Hello
I have made a content type. This content type has a file field through CCK. I made many nodes and uploaded pdf files in the nodes. I have installed Apache Solr Search Integration module. I have downloaded Solr from http://www.apache.org/dyn/closer.cgi/lucene/solr/ and unzipped this on c:/solr i placed schema.xml from module file to c:/solr/example/conf/ directory. Then i run Command Prompt . I go to the c:/solr/example directory and run the command java -jar start.jar . Then i opened the URL http://localhost:8983/solr/admin/ . This URL is also working . Then i run the cron. Then i try to search from the pdf files , but it is not searching. Please guide me. Will i have to do something in http://localhost/drupal/?q=admin/settings/apachesolr page or http://localhost/drupal/?q=admin/settings/apachesolr/attachments ?

Currently
http://localhost/drupal/?q=admin/settings/apachesolr page has
Solr host name:localhost
Solr port: 8983
Solr path: /solr

and
http://localhost/drupal/?q=admin/settings/apachesolr/attachments page has
PDF Helper: /usr/local/bin/pdftotext "%file%" -
Text Helper: /bin/cat "%file%"

Comments

peterzoe’s picture

could you test the same with a .pdf attachment using the upload module?
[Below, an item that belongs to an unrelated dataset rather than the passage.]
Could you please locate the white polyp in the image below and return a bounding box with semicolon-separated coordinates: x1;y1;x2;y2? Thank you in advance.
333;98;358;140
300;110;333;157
I have a feeling that cck filefield files are not being picked up. however, classic attachments are being picked up, indexed and searched (on my implementation at least)....
cheers, Peter.

febbraro’s picture

Title: PDF Serach is not working » PDF Search is not working

The problem is that you are specifying a Linux/Unix path for a PDF to Text converter in a Windows environment. You need to specify a windows command line executable that can extract the text from a PDF document to stdout.

dipen chaudhary’s picture

#2 nice catch :)

Should this be closed then?

JacobSingh’s picture

Status: Active » Closed (fixed)